Tu vas t’asseoir. Au bout de 5 mn, une porte s’ouvre. Apparaît un grand type blanc, large, un peu gros, aux cheveux courts mal coiffés, avec un drôle de pull vert à col en V rouge. Et des pans d’une chemise grise qui dépassent d’en-dessous, sur un pantalon de velours marron et froissé. Il jette un œil à la fliquette qui te désigne d’un mouvement des yeux et de la tête. Il vient vers toi et te demande de le suivre dans son bureau. Il te vouvoie.

Il te fait asseoir dans une petite pièce encombrée de papiers. Il y a des photos d’enfants sur le bureau. Des cartes postales sur le mur à la peinture craquelée, et des affiches bizarres. Il te demande ce que tu veux, en te vouvoyant. Tu lui répètes que tu n’en peux plus, que tu n’as pas de papiers, plus de travail. Que t’es fatigué, que tu ne sais plus où aller, que tu veux «  rentrer ». Il te regarde en silence un instant.

« C’est pas la forme, hein ? » « Comment ? », tu lui réponds. Il se lève, attrape son blouson sur le dos de sa chaise, il te dit « allez, suis-moi, on sort ». Tu le regardes sans bouger, étonné. Tu remarques qu’il vient de passer au tutoiement, et ça ne te plaît pas, même si tu as l’habitude, depuis le temps...«  Allez, viens, on sort, je te dis ». Tu te lèves, le suis. Vous redescendez l’escalier, traversez une grande pièce pleine de policiers en uniforme. Il y a des bancs, et deux jeunes menottés dessus. Les policiers rigolent entre eux comme s’ils n’étaient pas là. Il se dirige vers une petite porte, l’ouvre. Elle donne dehors. Il te tient la porte. «  Allez, viens, je te dis ». Tu suis.

Il prend à gauche. Il recommence à pleuvoir. Il y a un café au coin de la rue. Il s’arrête, ouvre la porte, te fait entrer, désigne une table. «  Assieds-toi là. Tu veux boire quoi ? ». Tu bredouilles «  un café ». Il commande une bière et un café, s’assied en face de toi. Te regarde dans les yeux.

«  Alors, raconte » il te dit. En te regardant dans les yeux et en se penchant vers toi « Tu veux que je t’arrête et que je te fasse expulser, c’est bien ça, que tu me dis ? Pourquoi ? Allez, raconte. Ca fait combien de temps que t’es là ? »

Tu racontes ton histoire, en résumant. Tu lui dis ta lassitude, ton désespoir. Il écoute en sirotant une bière. Toi, ton café refroidit intact dans sa tasse, la mousse jaune se fige doucement. Tu termines ton récit.

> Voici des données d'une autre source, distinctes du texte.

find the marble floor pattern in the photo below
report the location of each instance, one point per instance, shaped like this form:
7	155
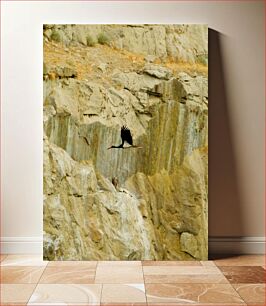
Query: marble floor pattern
227	281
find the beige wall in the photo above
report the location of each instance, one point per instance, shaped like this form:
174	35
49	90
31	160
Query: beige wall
236	87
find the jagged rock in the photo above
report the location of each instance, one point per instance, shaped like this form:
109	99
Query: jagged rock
150	58
102	67
189	244
185	43
158	71
159	208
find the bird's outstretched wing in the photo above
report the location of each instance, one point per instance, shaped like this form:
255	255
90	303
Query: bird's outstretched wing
126	135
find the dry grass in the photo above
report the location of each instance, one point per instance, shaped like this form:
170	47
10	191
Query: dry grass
85	60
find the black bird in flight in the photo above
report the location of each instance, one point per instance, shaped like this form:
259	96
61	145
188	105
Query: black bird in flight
126	138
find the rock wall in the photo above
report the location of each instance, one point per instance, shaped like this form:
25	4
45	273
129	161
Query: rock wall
158	206
182	42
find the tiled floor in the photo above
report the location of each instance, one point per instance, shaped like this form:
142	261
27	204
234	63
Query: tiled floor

Silence. Il relève la tête, te souris. « Ecoute, moi, je réexpédie pas les gens comme ça, quand ils font rien d’illégal... je veux dire, rien... de mal. T’as un coup de blues. Il fait froid, il pleut, ça aide pas. Mais tu vas pas gâcher presque 10 ans ici, 10 ans de combat pour t’en sortir parce qu’il pleut ! » Il te regarde dans les yeux, il sourit doucement. Il a vraiment l’air gentil, brusquement. Tu te méfies. Il continue : «  Voilà ce que tu vas faire ». Il sort un carnet de sa poche, arrache une feuille, écrit en te parlant. « Tu vas aller à la mairie, et tu demandes à voir très vite, en disant que c’est urgent, la secrétaire de M. Garand. C’est un adjoint au maire. Il aide les sans-papiers de la commune. Tu dis que tu viens de la part du RESF de la ville, ça aidera. Eux aussi, ils aident les gars comme toi. Je te donne leur N° d’urgence, où et quand ils se réunissent. Si tu peux pas avoir de rendez-vous tout de suite, tu les appelles. Ces gens-là, ils vont t’aider. Moi, je peux rien faire pour toi. Sauf te dire d’y aller maintenant. » Il te tend le papier. «  Pour la mairie, tu prends à droite en sortant du café, et la première à gauche. C’est tout près. Allez, hop ! Vas-y. Et tiens le coup ». Le papier dans la main, tu le regardes, hésitant. Déboussolé. Tu ne bouges pas. Il fait un geste de la main qui veut dire « va-t-en ». « Allez, vas-y, maintenant. Tire-toi. Et bonne chance »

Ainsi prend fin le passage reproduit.